Quantitative characterization of RNA fitness landscapes

ANNUAL BIOTECHNOLOGY CONGRESS
August 17-18, 2017 | Toronto, Canada

Ramon Xulvi-Brunet

National Polytechnic School, Ecuador

ScientificTracks Abstracts: Ann Biol Sci

DOI: 10.21767/2348-1927-C1-002

Abstract

Experimental evolution of RNA (or DNA) is a powerful method to isolate sequences with useful function (e.g., catalytic RNA), discover fundamental features of the sequence-activity relationship (i.e., the fitness landscape), and map evolutionary pathways or functional optimization strategies.
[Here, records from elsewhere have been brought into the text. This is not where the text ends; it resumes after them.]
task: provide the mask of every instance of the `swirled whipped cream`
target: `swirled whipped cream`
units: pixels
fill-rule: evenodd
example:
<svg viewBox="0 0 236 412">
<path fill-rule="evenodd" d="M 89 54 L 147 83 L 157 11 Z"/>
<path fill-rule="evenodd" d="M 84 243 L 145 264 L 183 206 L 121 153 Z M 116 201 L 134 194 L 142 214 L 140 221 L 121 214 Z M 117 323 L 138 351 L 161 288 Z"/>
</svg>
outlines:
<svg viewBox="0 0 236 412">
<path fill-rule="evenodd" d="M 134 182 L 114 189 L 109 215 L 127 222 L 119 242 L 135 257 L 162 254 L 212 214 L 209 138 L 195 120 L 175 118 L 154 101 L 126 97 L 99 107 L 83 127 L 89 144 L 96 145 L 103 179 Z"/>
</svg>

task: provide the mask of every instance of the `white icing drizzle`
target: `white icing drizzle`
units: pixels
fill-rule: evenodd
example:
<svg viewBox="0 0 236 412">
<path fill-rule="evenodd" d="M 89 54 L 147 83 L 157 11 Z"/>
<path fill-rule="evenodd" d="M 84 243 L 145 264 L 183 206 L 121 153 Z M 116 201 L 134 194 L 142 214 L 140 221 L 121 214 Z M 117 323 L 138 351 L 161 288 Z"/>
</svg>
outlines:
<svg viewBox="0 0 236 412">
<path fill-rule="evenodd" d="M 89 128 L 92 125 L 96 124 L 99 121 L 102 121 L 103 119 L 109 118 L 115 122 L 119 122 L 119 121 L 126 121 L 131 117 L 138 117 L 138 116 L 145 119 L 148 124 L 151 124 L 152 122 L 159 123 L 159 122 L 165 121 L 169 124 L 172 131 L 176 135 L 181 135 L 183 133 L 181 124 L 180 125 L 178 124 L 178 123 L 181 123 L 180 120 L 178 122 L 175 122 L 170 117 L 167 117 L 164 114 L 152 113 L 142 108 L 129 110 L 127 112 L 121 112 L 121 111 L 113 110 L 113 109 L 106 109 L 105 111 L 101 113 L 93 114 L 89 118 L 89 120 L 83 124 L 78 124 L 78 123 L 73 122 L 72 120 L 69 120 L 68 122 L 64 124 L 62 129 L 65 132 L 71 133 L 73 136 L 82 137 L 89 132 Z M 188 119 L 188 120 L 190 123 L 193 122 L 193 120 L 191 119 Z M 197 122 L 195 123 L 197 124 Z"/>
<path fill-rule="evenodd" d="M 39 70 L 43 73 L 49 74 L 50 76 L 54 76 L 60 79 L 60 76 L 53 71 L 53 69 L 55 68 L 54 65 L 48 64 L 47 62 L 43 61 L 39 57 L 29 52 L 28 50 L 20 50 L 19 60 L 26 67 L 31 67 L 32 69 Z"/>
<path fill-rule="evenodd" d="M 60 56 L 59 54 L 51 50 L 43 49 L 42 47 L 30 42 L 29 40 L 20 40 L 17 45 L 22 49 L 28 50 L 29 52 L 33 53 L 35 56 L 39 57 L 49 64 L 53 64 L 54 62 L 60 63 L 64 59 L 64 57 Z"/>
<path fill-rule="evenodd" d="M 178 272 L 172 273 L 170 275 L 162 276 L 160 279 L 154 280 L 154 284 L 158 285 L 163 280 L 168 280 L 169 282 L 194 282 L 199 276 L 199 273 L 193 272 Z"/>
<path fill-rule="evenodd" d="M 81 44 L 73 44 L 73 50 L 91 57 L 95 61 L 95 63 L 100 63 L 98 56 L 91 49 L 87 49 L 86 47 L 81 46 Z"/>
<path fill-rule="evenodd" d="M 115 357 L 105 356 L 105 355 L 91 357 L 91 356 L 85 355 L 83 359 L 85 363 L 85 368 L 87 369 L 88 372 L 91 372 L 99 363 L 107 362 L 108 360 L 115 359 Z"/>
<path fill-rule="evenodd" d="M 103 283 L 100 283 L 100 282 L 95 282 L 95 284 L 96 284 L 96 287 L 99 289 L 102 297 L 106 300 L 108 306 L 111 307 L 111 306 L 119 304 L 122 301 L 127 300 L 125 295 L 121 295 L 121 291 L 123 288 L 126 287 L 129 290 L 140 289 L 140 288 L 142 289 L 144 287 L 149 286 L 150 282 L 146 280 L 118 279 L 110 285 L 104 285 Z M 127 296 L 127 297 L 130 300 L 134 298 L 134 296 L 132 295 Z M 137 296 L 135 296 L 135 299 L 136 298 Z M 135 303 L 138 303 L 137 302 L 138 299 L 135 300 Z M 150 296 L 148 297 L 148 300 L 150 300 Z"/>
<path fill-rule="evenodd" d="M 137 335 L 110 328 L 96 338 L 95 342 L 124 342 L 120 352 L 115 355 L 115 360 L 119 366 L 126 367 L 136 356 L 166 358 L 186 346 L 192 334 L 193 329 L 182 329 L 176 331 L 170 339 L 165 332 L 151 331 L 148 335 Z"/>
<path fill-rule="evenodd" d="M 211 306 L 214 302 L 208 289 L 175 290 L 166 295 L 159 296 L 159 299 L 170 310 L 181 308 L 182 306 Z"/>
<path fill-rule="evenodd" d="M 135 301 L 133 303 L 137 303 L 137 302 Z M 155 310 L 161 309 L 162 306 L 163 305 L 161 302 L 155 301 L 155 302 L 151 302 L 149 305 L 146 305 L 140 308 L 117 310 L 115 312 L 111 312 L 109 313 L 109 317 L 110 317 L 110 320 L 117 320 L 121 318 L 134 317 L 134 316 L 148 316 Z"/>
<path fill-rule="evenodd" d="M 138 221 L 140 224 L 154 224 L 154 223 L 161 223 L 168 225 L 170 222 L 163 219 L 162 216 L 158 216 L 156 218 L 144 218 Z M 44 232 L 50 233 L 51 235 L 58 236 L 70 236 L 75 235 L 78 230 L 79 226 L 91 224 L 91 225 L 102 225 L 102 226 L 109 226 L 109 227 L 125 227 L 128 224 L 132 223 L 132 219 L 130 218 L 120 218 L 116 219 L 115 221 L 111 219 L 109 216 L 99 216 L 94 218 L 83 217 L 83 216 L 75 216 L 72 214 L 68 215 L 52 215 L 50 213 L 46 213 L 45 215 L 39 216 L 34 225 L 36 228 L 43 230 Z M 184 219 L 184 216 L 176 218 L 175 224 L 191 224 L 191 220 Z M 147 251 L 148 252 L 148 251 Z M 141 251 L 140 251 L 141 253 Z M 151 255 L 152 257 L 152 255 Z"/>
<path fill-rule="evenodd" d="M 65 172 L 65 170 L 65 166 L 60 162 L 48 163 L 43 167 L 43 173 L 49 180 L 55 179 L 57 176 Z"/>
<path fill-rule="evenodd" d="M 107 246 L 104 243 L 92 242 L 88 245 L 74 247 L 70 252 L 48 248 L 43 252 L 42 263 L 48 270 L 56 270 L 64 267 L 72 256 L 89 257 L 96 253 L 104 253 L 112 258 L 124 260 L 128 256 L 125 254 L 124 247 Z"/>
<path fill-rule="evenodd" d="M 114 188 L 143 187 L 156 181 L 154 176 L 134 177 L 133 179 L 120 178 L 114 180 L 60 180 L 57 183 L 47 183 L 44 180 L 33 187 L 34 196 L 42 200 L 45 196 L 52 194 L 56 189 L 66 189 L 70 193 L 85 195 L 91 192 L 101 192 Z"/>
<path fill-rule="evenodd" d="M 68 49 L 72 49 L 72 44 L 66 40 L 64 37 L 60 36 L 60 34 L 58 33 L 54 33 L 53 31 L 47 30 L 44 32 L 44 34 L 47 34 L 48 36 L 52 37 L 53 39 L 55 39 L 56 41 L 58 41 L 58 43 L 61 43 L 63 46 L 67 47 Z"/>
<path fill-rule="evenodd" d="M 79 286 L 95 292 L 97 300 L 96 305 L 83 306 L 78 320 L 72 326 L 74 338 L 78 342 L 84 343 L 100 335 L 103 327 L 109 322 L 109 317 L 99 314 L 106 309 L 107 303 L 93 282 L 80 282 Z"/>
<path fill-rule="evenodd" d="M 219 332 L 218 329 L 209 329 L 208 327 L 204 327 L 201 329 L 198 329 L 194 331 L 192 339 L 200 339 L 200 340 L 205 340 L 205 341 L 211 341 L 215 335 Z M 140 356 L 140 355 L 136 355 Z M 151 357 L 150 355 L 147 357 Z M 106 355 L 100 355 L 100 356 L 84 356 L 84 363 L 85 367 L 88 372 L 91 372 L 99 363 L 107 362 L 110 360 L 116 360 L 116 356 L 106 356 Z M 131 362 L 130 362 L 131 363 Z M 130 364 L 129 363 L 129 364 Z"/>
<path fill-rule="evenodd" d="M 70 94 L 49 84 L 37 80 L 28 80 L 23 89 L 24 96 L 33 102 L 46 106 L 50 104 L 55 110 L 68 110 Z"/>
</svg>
However, the limitations of current sequencing technology create a significant undersampling problem which impedes our ability to measure the true distribution of unique sequences. In addition, synthetic sequence pools contain a non-random distribution of nucleotides. We present and analyze simple models to approximate the true sequence distribution. We also provide tools that compensate for sequencing errors and other biases that occur during sample processing.

Biography

Ramon Xulvi-Brunet has completed his PhD in Theoretical Physics from Humboldt Universitaet zu Berlin, Post-doctoral Position in Applied Mathematics from University of Sydney, Post-doctoral Position in Biostatistics from University of Pennsylvania and Post-doctoral Position in Modelization of Biological Systems from Harvard University. He is a Research Scientist at University of California Santa Barbara and also serves as Physics Professor.